Le Parlement européen a adopté une proposition de résolution alternative des groupes S&D, PPE, ALDE, sur le journalisme et les nouveaux médias – créer une sphère publique en Europe.

La résolution adoptée en Plénière rappelle que l’objectif des institutions de l'Union est de créer collectivement un espace public européen caractérisé par la possibilité pour tous les citoyens de l'Union d'y prendre part, et par un accès libre et gratuit, dans toutes les langues de l'Union, à l'ensemble des informations publiques de la Commission, du Conseil et du Parlement européen.

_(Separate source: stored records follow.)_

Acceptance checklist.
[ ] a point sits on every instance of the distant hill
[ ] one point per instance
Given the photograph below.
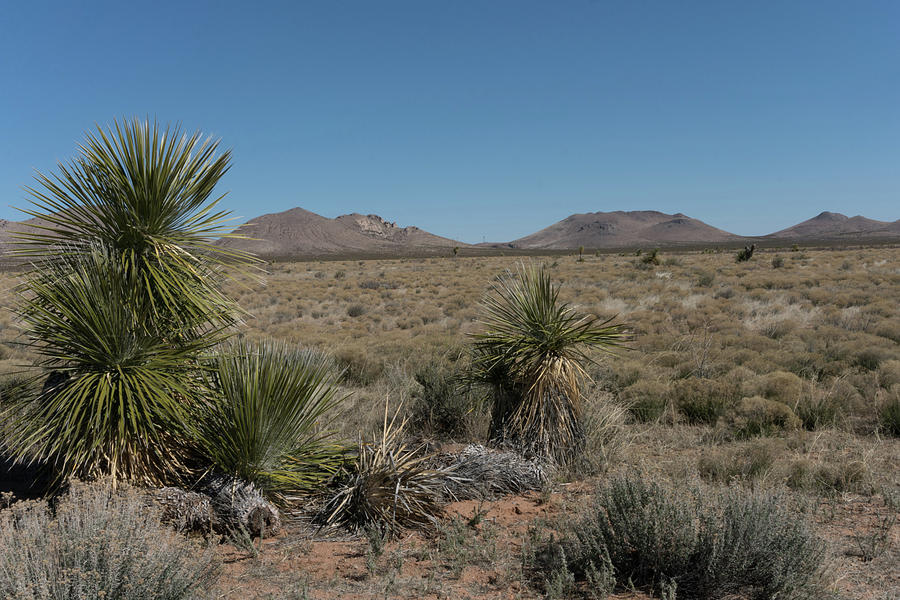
(299, 232)
(829, 225)
(622, 229)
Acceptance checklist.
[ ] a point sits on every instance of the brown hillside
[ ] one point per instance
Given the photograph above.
(299, 232)
(835, 225)
(623, 229)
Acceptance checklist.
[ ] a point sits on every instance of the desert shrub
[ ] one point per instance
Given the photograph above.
(606, 435)
(830, 478)
(358, 366)
(744, 464)
(710, 544)
(267, 419)
(745, 253)
(725, 293)
(781, 386)
(123, 300)
(444, 406)
(98, 544)
(703, 401)
(817, 409)
(889, 412)
(869, 359)
(388, 487)
(651, 258)
(646, 400)
(705, 278)
(889, 328)
(760, 416)
(356, 310)
(888, 374)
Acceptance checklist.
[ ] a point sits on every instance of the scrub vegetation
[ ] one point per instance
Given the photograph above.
(692, 426)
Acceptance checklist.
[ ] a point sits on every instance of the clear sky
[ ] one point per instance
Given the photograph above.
(480, 119)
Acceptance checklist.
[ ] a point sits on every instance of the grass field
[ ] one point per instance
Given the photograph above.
(779, 373)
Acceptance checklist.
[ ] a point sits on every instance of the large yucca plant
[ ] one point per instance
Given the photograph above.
(267, 421)
(116, 401)
(532, 354)
(122, 302)
(142, 192)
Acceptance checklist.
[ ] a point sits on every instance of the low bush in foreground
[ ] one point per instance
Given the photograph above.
(697, 545)
(97, 544)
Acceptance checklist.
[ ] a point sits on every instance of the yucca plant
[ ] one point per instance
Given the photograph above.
(389, 487)
(267, 421)
(532, 354)
(117, 398)
(142, 193)
(122, 303)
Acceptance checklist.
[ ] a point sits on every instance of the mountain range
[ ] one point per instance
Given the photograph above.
(301, 233)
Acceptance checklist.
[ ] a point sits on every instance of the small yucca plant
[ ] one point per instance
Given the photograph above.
(389, 487)
(532, 353)
(267, 421)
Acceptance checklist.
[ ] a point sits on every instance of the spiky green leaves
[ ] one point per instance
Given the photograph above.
(121, 384)
(532, 352)
(142, 193)
(123, 302)
(267, 421)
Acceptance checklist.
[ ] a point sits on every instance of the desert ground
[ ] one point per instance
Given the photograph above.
(780, 373)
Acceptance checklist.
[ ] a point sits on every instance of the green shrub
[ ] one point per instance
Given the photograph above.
(646, 400)
(760, 416)
(98, 544)
(745, 253)
(705, 545)
(651, 258)
(703, 401)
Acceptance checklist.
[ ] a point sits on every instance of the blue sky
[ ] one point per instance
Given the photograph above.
(481, 119)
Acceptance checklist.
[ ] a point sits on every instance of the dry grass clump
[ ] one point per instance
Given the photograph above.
(98, 543)
(390, 486)
(703, 401)
(760, 416)
(646, 400)
(481, 472)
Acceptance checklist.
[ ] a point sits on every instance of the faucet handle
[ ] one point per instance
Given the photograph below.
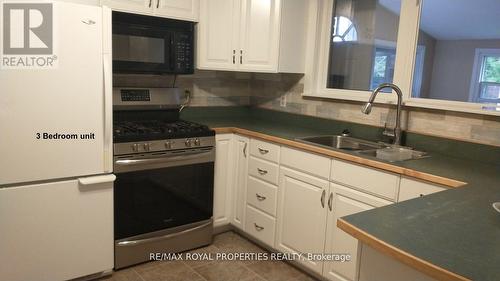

Dans cet esprit, le Parlement se félicite de la déclaration commune du Parlement européen, du Conseil et de la Commission intitulée «Communiquer l’Europe en partenariat» et appelle à son application.

Globalement, l’Union européenne devrait être couverte dans les médias de tous types, en particulier les médias de masse, et ce, de manière impartiale, factuelle et indépendante, trois qualités pour la création d’une sphère publique européenne.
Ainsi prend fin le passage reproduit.